Paul
Goble
Staunton, April 6 – The unity of the
Circassian people is the foundation of their national movement, Asker Sokht
says, and that requires them both to promote the return to the homeland as many
from the diaspora as possible and to combat increasing efforts to divide them
in both places.
The president of the Adyge Khase in
Krasnodar made those arguments at the online Circassian Circle at the end of
last month (aheku.net/news/society/cherkesskij-krug).
(This is the fourth in a series of Windows on speakers at that event. The first
three are available at windowoneurasia2.blogspot.com/2020/03/online-circassian-circle-brings.html,
windowoneurasia2.blogspot.com/2020/03/adyge-habze-moral-code-must-be.html
and windowoneurasia2.blogspot.com/2020/04/circassians-must-seek-return-to.html.)
Sokht says that the cultural values
of the Circassians have allowed them to survive for millenia even as other
groups have disappeared. Now, he suggests, the Circassians face both the worst
of times and the best of times as far as the future is concerned, with great
possibilities coexisting with great dangers.
According to the Circassian
activist, the prospects for the Circassians now are greater than at any point
in the last century, the result of the rise
of technology that allows those in the homeland and those in the diaspora to
speak with one another and of the collapse of the military blocs that had
separated them in the past.
But at the same time, the threats to
the nation are greater, not only discrimination against them in the homeland
but also assimilation among many in the diaspora, both of which are being
promoted by forces hostile to the Circassians who do not want them to be united
or even to survive in this century.
“The most important task of the Circassian
national movement,” Sokht continues, “is the repatriation of Circassians to
their historical motherland for this task arises out of the fundamental goal of
the Circassians as a nation, the unity of our people on its native land in
Circassia and the unity of our future.”
That is and must remain at the
center of “all we do,” he says.
“From this arises another important
task of the Circassian national movement – the minimization of the influence of
pseudo-Circassian forces who consistently and without deviation destabilize the
activity of Circassian NGOs, consciously destroying the unity of our people” by
seeking to discredit Circassians at home and to divide Circassians abroad.

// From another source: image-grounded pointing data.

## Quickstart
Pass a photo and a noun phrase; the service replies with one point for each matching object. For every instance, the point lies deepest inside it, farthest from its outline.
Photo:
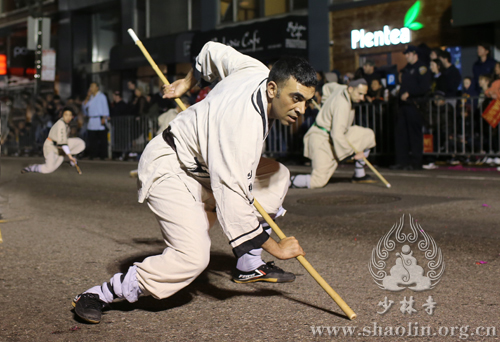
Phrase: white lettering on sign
(362, 39)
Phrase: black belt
(169, 138)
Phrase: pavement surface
(64, 233)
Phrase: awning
(265, 40)
(164, 50)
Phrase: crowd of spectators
(26, 121)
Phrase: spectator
(96, 108)
(415, 83)
(494, 90)
(467, 88)
(434, 54)
(368, 72)
(438, 83)
(376, 92)
(484, 64)
(451, 75)
(140, 104)
(131, 85)
(165, 119)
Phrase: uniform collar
(259, 102)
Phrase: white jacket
(219, 140)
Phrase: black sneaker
(268, 272)
(89, 307)
(366, 179)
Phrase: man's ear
(272, 89)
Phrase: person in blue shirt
(484, 65)
(96, 108)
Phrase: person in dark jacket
(415, 84)
(438, 82)
(451, 75)
(484, 65)
(118, 106)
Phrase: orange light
(3, 64)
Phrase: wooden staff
(364, 158)
(340, 302)
(348, 311)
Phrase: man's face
(290, 102)
(375, 85)
(481, 51)
(368, 69)
(67, 116)
(358, 93)
(467, 83)
(483, 83)
(94, 88)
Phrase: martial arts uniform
(206, 167)
(56, 142)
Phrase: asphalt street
(63, 233)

According to Sokht, “we must clearly
understand the goals of those who discredit Circassian activists in the
Caucasus and their active cultural and humanitarian activity in the diaspora” who seek to call into question the ties which
bind Circassians into a nation so as to put it on the road to disappearance.
“All these elaborate racist,
xenophobic, and Circasso-phobic ideological constructions are being actively
spread in the media and social networks of various countries and in various languages
is anything but accidental.” Most of it comes from Russia and seeks to isolate the
Circassians from each other and from other peoples.
Sokht concludes: “Activity which
destroys the unity of the people and which sows distrust and hostility among
Circassians under any pretext … must be decisively opposed” so that the Circassian nation can remain true
to itself and achieve a national rebirth in this, the 21st century.